A buyer will not value your practice based on revenue alone. Sophisticated buyers and investors focus on a key metric: Adjusted EBITDA. This stands for Earnings Before Interest, Taxes, Depreciation, and Amortization. It is “adjusted” to normalize for any owner-related expenses that would not continue under new ownership. This gives a true picture of the practice’s profitability. For a hospice, this financial baseline is then evaluated against key operational strengths. These include your average daily census, the diversity of your referral sources, payer contracts, and the quality and stability of your clinical team. A professional valuation tells the full story. It combines your financial performance with your operational strengths to determine your practice’s true market worth.

Planning for Life After the Sale

The transaction is not the end of the story. A successful exit strategy includes a clear plan for what comes next, both for the practice and for you personally. Thinking about these elements beforehand is part of a well-managed process.

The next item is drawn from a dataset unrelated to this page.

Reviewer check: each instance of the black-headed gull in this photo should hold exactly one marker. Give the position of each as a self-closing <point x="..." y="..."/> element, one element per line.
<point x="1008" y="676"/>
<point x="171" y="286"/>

Ensuring a Smooth Transition

A primary concern for any buyer is a seamless transition of care. They will want to know there is a plan to retain key staff and maintain relationships with referral sources. Your role in this transition can be a key point of negotiation and can be structured to fit your desired level of involvement.

Protecting Your Legacy

You have built a reputation for compassionate care in your community. The right buyer will be one who respects and continues that legacy. Part of our process involves finding a partner whose values align with yours, ensuring the practice you built continues to thrive.

Structuring Your Proceeds

The structure of your sale has major tax implications. Options like earnouts or equity rollovers can affect your cash at close and your long-term wealth. Planning this with an advisor ensures the deal is structured to meet your financial goals in the most tax-efficient way possible.

Frequently Asked Questions

What is the current market outlook for selling a hospice care practice in New Hampshire?

The hospice care market is strong nationally with an industry value over $27 billion and a growth rate of 5.4% annually. New Hampshire’s broader home care sector is expected to reach $568 million by 2025, fueled by stable revenue from Medicare, Medicaid, and private insurance. This makes well-run New Hampshire hospice practices attractive to buyers looking for stable and growing opportunities.

What is the ’36-Month Rule’ and how does it affect selling a hospice practice in New Hampshire?

The 36-Month Rule is a federal regulation from CMS that prohibits a change in majority ownership of a hospice practice for three years after its initial Medicare enrollment or its last change of ownership. This rule impacts the timing of the sale and limits the pool of eligible buyers, so it is critical for sellers to consider this when planning their exit.

What state-specific regulations must I comply with to sell my hospice practice in New Hampshire?

Your practice must have a valid license from the New Hampshire Department of Health and Human Services (DHHS) and comply with regulations such as He-P 823 and RSA 151. Buyers will carefully review your compliance history, so maintaining good standing with state licensing is essential for a successful sale.

How is the value of a hospice care practice determined in New Hampshire?

Valuation focuses on Adjusted EBITDA (Earnings Before Interest, Taxes, Depreciation, and Amortization), adjusted for owner-related expenses. Operational strengths like average daily census, referral source diversity, payer contracts, and the stability of the clinical team are also evaluated. A professional valuation combines these financial and operational metrics to establish the practice’s true market value.

What should I consider for life after the sale of my hospice practice?

Planning for life after the sale includes ensuring a smooth transition of care by retaining key staff and referral relationships, protecting the legacy of compassionate care you built, and structuring your proceeds in a tax-efficient way. Negotiations may include your role in the transition and options like earnouts or equity rollovers to optimize your financial outcomes.